On Thursday, the flames claimed the lives of at least 42 people, most of them prison guard trainees, who were on a bus driving on a winding hill road to rescue 500 inmates in a prison at the site of the fires. The bus caught ablaze after a fallen tree blocked its path. The dead included a firefighter and two policemen.
Prompted by Israel's call for international help, firefighting teams, aircraft and equipment streamed in from countries including Greece, Bulgaria, Cyprus, Britain, Jordan and Russia yesterday.
Mr Netanyahu also appeared to take advantage of the blaze to try to mend strained relations with Turkey, which put aside tensions over Israel's policies towards the Palestinians and sent two firefighting planes. The premier sent out a statement saying that he had spoken with Recep Tayyip Erdogan, Turkey's prime minister, telling him he hoped that the assistance "will be an opening toward improving relations between our two countries".
He did not hesitate to try to boost the country's image in the face of growing international condemnation of its settlement policies and restrictions on Palestinians in the occupied West Bank and in the Gaza Strip. The aid "shows there is support for Israel and identification with it from every direction," he said. Avigdor Lieberman, the foreign minister, said in a radio interview that he hoped the fire could be put out by tonight.
Police investigators did not rule out yesterday that the fire may have been deliberately started, and there were suggestions that it may have begun at an illegal rubbish dump. Some officials said that the fire may have been stoked by unusually hot and dry conditions following the driest November in the country's history.
The investigators appeared to rule out the possibility it may have been an attack by a Palestinian group.
With the country concentrating its resources over the years mainly on police and military forces, it faced a barrage of criticism that it is paying the price for leaving its firefighters undermanned and underfunded.
Mr Netanyahu appeared to concede the shortcomings, saying: "There is a problem. Israel was not prepared for this type of fire."
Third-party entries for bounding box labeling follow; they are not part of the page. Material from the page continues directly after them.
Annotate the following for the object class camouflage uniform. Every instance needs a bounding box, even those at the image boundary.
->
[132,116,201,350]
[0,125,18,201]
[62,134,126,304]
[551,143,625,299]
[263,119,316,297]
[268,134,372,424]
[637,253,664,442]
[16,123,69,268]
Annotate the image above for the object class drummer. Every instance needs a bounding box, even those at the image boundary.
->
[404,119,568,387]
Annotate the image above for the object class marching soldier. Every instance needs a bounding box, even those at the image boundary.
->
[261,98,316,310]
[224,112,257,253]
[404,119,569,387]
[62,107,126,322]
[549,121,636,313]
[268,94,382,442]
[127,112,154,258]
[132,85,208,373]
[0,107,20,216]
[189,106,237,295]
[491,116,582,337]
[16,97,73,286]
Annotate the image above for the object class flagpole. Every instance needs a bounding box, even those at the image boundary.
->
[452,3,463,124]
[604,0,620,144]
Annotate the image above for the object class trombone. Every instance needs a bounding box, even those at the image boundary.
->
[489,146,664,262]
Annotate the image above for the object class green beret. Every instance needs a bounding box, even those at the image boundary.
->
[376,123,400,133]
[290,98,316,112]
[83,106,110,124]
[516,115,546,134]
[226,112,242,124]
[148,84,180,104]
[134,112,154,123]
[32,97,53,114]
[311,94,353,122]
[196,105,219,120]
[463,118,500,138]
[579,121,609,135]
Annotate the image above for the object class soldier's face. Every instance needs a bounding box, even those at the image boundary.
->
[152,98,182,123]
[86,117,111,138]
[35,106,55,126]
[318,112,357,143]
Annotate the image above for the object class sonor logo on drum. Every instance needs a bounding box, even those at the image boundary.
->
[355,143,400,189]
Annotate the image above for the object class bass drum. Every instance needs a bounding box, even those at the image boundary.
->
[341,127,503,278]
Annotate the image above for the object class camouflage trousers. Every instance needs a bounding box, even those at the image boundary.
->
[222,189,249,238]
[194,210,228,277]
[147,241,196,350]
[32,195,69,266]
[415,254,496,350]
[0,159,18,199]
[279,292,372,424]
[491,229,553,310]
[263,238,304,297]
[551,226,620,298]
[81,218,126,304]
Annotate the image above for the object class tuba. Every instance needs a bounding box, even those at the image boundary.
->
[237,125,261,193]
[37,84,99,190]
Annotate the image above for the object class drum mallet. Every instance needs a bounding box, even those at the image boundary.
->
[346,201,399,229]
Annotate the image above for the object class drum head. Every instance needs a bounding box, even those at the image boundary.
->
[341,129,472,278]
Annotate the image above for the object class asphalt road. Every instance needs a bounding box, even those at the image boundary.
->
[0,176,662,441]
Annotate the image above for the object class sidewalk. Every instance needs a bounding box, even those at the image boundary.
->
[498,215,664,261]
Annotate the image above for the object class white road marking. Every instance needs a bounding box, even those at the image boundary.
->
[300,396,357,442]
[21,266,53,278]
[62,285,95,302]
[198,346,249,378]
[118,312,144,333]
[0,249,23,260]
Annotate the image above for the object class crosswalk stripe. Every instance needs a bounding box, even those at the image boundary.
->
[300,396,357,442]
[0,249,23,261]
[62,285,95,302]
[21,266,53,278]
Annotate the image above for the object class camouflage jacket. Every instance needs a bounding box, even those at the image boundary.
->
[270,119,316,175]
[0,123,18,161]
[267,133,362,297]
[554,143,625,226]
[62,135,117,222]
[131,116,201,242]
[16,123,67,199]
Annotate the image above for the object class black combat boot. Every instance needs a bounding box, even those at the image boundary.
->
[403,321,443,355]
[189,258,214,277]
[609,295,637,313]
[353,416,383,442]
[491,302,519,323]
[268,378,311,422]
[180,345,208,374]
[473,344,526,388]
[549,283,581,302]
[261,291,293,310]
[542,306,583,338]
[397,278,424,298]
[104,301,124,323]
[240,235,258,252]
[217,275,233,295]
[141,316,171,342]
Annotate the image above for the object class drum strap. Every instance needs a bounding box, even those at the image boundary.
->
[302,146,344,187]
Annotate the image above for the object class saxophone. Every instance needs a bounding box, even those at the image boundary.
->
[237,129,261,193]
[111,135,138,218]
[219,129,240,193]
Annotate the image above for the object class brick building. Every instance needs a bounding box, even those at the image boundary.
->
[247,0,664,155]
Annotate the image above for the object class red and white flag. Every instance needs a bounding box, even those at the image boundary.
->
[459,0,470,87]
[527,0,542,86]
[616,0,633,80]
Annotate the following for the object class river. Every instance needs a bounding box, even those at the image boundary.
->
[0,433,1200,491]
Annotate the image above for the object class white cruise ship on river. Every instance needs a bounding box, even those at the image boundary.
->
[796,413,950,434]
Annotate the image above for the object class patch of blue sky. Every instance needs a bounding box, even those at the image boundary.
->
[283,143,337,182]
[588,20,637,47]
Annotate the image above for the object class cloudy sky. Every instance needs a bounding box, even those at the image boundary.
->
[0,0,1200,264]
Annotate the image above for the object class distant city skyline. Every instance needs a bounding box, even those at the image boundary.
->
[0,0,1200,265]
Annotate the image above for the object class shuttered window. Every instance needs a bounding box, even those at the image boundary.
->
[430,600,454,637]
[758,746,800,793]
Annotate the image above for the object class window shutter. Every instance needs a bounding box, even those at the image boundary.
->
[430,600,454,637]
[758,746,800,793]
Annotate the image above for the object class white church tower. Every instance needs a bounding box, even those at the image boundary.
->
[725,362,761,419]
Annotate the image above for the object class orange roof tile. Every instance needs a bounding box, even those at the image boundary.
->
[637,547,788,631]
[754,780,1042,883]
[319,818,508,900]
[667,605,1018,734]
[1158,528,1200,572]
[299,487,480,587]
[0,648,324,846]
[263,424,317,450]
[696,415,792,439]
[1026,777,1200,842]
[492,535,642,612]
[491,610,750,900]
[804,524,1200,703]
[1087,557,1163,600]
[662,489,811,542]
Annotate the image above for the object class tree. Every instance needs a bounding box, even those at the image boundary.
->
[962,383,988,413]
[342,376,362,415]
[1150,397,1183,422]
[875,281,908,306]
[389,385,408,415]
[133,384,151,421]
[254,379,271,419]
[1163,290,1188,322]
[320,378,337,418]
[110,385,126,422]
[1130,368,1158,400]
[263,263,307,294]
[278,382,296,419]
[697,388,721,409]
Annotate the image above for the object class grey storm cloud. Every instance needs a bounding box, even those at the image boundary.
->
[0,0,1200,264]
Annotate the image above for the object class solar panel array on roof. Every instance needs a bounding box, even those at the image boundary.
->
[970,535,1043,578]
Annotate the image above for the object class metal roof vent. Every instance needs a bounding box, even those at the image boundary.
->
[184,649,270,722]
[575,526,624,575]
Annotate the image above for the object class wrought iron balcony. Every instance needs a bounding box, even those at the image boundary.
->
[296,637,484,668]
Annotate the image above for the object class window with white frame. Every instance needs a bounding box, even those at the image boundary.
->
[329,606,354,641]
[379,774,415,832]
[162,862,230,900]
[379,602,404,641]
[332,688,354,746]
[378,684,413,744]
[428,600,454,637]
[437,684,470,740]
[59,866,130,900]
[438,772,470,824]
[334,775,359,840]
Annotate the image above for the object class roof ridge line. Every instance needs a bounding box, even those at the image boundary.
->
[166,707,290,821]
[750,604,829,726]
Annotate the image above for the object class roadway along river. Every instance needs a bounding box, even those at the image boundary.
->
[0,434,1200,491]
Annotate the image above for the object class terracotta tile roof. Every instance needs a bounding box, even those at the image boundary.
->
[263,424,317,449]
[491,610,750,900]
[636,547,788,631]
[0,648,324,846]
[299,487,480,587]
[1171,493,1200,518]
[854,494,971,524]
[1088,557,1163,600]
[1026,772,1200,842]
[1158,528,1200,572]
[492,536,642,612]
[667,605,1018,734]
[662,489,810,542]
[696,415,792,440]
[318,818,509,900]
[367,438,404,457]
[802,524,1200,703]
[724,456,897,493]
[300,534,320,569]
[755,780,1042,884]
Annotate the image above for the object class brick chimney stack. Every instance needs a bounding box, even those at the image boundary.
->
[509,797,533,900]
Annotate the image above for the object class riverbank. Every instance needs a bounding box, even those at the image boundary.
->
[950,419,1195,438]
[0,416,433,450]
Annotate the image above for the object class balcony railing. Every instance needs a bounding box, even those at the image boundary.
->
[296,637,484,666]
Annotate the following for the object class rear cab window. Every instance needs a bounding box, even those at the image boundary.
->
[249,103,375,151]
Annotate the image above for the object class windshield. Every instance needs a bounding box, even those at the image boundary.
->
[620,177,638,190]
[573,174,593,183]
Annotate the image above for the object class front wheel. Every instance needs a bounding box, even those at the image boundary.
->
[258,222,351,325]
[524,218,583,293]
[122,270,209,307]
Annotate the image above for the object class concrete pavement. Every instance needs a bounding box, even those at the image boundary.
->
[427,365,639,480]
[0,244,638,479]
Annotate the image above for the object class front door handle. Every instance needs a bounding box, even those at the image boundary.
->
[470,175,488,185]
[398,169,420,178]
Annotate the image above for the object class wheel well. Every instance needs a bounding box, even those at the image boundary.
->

Aluf Benn, a senior commentator for the liberal Haaretz newspaper, wrote that Israel has only one firefighter for every 10,000 civilians, far short of the international requirements that call for a ratio of one to 1,000. Mr Benn said the faults discovered in Israel's disaster-handling capabilities should force the country to rethink any plans to launch wars with neighbours or even carry out a strike against archrival Iran.
"Yesterday it turned out that Israel was not prepared for war or a mass terrorist strike that would cause many casualties in the home front," he wrote. "Under such circumstances, it is best for Israel not to embark on a war against Iran, which will involve thousands of missiles being fired on the home front."